Originally, works on such Oil Offloading Systems are awarded and done outside Ghana.
Tullow Oil awarded the contract to Subsea 7, a subsea engineering, construction and services company, which in turn subcontracted the fabrication of some of the project’s key components to Belmet 7, an Oil and Gas logistics fabrication company based in Takoradi, in December 2018.
The contract involves the design and fabrication of 7 suction piles, pigging skid and a hang-off platform, which are topside FPSO modules.
Of significance is the design and fabrication of the pigging skid and hang-off platform which will be the first to be done in-country since the discovery of oil and gas in Ghana in 2007.
Site Representative of Subsea 7 Theophilus Ofori said all the workers who did the design and fabrication were Ghanaians.
“We are very delighted to have achieved this feat. Almost everything about the pigging skid and hang-off platform was done here in the yard of Belmet 7. It has helped our engineers and the local companies because of the various roles that they all played.

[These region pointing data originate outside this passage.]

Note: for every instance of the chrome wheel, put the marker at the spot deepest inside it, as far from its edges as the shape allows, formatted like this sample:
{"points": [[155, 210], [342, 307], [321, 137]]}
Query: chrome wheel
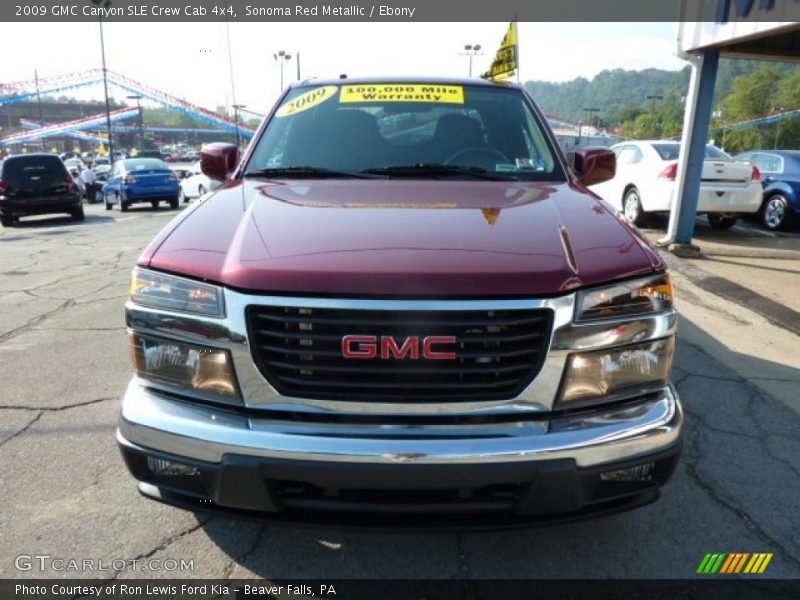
{"points": [[775, 212], [632, 207]]}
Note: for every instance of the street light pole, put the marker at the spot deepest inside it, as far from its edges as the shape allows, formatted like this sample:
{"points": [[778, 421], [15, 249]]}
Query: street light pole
{"points": [[282, 57], [236, 108], [471, 50], [141, 119], [39, 102], [105, 87]]}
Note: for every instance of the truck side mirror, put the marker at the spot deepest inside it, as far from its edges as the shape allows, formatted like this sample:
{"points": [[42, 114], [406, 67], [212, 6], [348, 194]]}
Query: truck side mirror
{"points": [[219, 160], [595, 165]]}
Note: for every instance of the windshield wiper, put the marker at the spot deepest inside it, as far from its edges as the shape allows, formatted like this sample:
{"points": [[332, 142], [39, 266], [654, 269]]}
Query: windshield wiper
{"points": [[303, 171], [434, 170]]}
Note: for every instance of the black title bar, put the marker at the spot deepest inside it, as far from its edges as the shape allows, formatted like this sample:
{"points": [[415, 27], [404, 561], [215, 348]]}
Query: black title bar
{"points": [[401, 10]]}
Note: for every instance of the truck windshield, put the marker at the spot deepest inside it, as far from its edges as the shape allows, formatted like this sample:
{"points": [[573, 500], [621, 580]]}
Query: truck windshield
{"points": [[400, 130]]}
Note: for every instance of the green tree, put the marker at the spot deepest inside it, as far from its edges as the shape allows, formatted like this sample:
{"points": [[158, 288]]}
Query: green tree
{"points": [[753, 95]]}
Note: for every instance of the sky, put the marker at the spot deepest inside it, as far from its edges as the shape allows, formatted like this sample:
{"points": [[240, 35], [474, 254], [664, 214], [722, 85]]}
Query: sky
{"points": [[190, 60]]}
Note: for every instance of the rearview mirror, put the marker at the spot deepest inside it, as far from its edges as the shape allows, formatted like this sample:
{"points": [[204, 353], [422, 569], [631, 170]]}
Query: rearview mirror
{"points": [[595, 165], [219, 160]]}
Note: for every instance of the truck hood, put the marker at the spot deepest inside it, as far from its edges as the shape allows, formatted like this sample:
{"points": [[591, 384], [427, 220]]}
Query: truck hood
{"points": [[402, 238]]}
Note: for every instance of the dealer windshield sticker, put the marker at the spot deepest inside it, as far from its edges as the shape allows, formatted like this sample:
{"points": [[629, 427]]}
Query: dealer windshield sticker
{"points": [[403, 92], [305, 101]]}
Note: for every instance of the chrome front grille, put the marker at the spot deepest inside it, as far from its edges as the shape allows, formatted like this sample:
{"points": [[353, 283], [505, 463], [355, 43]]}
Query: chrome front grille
{"points": [[497, 353]]}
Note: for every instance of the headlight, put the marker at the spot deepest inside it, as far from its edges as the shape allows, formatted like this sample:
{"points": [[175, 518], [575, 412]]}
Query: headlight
{"points": [[605, 375], [159, 290], [207, 371], [631, 298]]}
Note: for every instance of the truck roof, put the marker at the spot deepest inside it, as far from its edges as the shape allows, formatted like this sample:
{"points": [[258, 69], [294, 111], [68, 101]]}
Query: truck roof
{"points": [[406, 79]]}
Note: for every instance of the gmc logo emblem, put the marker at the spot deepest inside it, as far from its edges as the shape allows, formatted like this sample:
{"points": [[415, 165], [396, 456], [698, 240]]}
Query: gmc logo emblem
{"points": [[371, 346]]}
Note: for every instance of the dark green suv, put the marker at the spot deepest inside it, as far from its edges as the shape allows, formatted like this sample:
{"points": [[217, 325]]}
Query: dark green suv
{"points": [[35, 184]]}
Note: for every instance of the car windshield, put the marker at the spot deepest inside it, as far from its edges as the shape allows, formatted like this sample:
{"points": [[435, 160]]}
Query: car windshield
{"points": [[671, 151], [406, 130], [145, 164]]}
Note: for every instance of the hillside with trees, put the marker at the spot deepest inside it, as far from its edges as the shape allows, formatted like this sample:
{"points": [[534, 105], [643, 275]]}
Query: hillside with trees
{"points": [[745, 90]]}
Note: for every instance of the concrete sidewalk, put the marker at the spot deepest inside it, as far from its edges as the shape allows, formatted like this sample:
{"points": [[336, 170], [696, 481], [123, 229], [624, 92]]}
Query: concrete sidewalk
{"points": [[743, 298]]}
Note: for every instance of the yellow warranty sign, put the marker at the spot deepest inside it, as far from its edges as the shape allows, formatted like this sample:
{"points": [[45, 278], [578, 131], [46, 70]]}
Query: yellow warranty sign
{"points": [[305, 101], [403, 92]]}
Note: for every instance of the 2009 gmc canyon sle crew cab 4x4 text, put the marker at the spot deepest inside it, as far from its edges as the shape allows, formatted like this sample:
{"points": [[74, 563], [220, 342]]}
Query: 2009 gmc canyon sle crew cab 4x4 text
{"points": [[402, 301]]}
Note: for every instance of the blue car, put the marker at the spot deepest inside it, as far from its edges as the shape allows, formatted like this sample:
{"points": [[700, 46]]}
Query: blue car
{"points": [[141, 180], [780, 176]]}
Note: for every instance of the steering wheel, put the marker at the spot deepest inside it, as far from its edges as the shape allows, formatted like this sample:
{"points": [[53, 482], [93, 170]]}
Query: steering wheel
{"points": [[486, 153]]}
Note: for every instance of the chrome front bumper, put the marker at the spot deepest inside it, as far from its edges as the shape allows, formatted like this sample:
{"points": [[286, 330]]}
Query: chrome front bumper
{"points": [[156, 422]]}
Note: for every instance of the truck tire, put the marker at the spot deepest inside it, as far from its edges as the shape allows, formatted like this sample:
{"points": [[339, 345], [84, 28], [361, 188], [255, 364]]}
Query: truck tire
{"points": [[775, 212], [632, 208]]}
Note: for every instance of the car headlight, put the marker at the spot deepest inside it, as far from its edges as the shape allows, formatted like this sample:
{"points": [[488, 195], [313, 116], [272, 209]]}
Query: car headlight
{"points": [[631, 298], [614, 373], [206, 371], [159, 290]]}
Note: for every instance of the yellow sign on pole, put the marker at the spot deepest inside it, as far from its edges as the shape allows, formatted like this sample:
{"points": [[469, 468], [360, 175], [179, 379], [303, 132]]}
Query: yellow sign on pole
{"points": [[506, 61]]}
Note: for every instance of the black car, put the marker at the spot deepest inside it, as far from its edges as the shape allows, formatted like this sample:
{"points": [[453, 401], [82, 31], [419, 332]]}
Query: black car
{"points": [[35, 184]]}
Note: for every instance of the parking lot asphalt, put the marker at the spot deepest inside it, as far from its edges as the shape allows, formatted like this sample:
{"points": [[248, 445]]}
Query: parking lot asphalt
{"points": [[64, 491]]}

What you have witnessed here is we giving true meaning to our ability to participate in our oil and gas sector that is the local content agenda being pursued by the Petroleum Commission.”
He explained that the successful completion of the work will build the confidence of oil and gas operators in Ghana about the possibility of having such modules fabricated in-country.
“Normally, fabrication of these modules is done in Singapore, Malaysia, Indonesia and others. If the fabrication had happened outside the country, all the monies and associated benefits would have gone there. Now that we have been able to take on that challenge successfully all the benefits have stayed in Ghana. This will also show to oil and gas operators in the country that we are ready to take on other major components like the accommodation module, refinery/processing module, crude oil offloading module and others.”
Marketing and Public Relations Officer of the Takoradi Port Peter Amo Bediako said the Port has since the discovery of oil and gas in 2007 been strategically positioning itself to provide the needed platform for oil and gas services.
He said the Takoradi Port will continue to offer the necessary incentives to encourage more companies to be able to service the oil and gas industry.
“We are on track in achieving our vision of becoming a dominant oil and gas services hub in West Africa. Since 2007 when oil was discovered in commercial quantities, the port has been strategically supporting not only the domestic oil and gas industry but in the whole of West Africa. In line with that, management decided to lease parts of the port to oil and gas support companies. And so, we have put in place a flexible regime to support any oil and gas industry and other industries to support the economic growth of Ghana.”
The design and fabrication of the topside FPSO modules is a major boost in the local content participation requirements of the Petroleum Commission with the attendant revenue flow to local content providers.
The project has also provided an avenue for skills transfer and capacity building in a very strategic area of the Oil and Gas sector.